The sample application is a speed and conversion comparison using this solution and Dapper with fake commands and data readers. I made it use fake commands and data readers because I don't want to force users to create a real database to do the tests, yet I tried to use all the important methods so it is possible to see how the library can be used.
The fake reader actually treats the "int" columns as
decimal columns, so it is necessary to do some conversions to make the values work and, with enums, Dapper simply fails while this solution works.
It is important to note that this application will run really fast to process millions of records as it doesn't actually lose time querying a real database, so we can see that both mappers are extremely fast. In real situations most of the time is spent doing the real query and receiving data through TCP/IP, yet I put the speed comparison to prove this is not going to make things slower while it will be useful by using the right get methods and doing the conversions easily, if they are necessary.

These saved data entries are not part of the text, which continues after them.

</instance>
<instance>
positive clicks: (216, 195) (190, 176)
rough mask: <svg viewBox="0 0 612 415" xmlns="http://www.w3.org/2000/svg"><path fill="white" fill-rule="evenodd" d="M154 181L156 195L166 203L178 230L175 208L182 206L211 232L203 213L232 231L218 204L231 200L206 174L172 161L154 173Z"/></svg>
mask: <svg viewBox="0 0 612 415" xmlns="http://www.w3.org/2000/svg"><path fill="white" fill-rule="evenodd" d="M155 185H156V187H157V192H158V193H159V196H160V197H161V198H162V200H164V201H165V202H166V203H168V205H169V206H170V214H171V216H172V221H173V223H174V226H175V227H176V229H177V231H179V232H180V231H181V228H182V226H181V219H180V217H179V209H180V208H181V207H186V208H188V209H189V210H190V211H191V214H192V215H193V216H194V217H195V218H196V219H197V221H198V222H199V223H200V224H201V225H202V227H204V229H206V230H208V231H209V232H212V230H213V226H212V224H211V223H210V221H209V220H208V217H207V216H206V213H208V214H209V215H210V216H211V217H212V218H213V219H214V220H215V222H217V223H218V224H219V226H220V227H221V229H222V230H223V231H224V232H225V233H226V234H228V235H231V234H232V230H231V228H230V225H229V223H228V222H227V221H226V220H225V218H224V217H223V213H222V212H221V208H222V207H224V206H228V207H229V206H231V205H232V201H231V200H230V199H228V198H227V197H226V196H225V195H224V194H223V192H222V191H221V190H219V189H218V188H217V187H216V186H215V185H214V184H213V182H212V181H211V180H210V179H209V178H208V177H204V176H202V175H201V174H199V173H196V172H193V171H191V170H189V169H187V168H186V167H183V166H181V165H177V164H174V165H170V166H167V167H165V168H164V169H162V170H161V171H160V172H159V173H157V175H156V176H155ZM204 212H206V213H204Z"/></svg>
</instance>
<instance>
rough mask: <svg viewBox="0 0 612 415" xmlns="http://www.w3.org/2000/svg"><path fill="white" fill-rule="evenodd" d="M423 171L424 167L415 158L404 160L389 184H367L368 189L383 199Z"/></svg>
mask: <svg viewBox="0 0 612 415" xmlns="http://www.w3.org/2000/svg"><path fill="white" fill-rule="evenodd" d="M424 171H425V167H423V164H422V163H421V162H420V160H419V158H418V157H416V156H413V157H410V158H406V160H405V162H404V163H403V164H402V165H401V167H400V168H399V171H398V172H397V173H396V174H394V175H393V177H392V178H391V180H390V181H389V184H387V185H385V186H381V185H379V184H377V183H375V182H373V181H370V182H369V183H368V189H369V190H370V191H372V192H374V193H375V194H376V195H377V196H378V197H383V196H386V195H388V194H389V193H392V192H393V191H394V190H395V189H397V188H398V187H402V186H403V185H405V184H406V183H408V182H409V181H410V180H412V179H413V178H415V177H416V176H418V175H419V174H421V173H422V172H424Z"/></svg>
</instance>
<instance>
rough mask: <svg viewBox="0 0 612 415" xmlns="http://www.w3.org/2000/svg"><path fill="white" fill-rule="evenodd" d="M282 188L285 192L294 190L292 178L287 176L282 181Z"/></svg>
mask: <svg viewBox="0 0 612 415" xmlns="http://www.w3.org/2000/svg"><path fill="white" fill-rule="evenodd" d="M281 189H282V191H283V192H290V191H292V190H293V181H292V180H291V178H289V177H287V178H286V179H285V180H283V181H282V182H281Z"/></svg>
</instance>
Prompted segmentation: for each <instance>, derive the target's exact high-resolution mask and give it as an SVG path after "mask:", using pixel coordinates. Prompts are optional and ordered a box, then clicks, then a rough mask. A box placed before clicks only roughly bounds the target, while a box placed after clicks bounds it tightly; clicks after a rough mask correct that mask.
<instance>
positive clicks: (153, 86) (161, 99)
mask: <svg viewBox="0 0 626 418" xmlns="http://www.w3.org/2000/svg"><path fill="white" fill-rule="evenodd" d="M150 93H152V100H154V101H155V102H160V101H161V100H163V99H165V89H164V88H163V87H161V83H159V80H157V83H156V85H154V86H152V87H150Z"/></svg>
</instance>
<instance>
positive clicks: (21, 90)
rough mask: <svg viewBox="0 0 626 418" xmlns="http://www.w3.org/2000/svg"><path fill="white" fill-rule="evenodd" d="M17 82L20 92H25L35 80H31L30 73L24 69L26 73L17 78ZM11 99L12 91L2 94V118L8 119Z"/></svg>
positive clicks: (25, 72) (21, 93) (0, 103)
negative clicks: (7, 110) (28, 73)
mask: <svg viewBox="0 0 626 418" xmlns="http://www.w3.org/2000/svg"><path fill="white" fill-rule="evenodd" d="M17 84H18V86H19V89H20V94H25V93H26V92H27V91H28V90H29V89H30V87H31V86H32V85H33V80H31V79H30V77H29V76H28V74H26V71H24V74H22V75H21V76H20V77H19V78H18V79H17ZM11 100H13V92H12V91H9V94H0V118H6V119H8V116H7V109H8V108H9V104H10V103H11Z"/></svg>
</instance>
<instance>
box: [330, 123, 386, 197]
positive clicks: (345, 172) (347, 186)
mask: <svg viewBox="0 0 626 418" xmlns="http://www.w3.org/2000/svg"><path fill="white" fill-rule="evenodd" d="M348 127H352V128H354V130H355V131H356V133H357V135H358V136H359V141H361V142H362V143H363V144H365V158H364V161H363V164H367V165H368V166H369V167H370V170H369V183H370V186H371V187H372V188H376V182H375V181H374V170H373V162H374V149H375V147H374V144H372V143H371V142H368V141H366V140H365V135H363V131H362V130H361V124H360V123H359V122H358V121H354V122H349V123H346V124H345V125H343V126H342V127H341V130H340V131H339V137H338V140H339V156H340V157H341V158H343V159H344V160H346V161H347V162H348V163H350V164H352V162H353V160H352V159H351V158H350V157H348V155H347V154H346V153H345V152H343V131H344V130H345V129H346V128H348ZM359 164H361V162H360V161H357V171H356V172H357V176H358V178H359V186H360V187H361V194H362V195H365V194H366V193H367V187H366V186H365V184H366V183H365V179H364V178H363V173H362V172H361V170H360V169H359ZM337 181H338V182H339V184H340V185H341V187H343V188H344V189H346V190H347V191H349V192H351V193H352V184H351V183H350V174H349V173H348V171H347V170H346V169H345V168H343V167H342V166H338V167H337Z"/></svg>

I will not promise anything, but in the future I plan to present an implementation for the
ConversionGenerator that will allow users to easily register new conversions without having to provide an entire new implementation and I also plan to present a solution to fill the database parameters (which actually is something that Dapper has but this solution doesn't).
My purpose is to let each one of those solutions to live isolated so you can use anyone of them without using the others while still providing syntactic sugar methods more similar to how Dapper works, so you can easily execute a query, giving typed parameters and receiving typed results with ease, which of course will use this fast solution for reading and, if needed, will also use the fast solutions to fill parameters and to do configurable datatype conversions.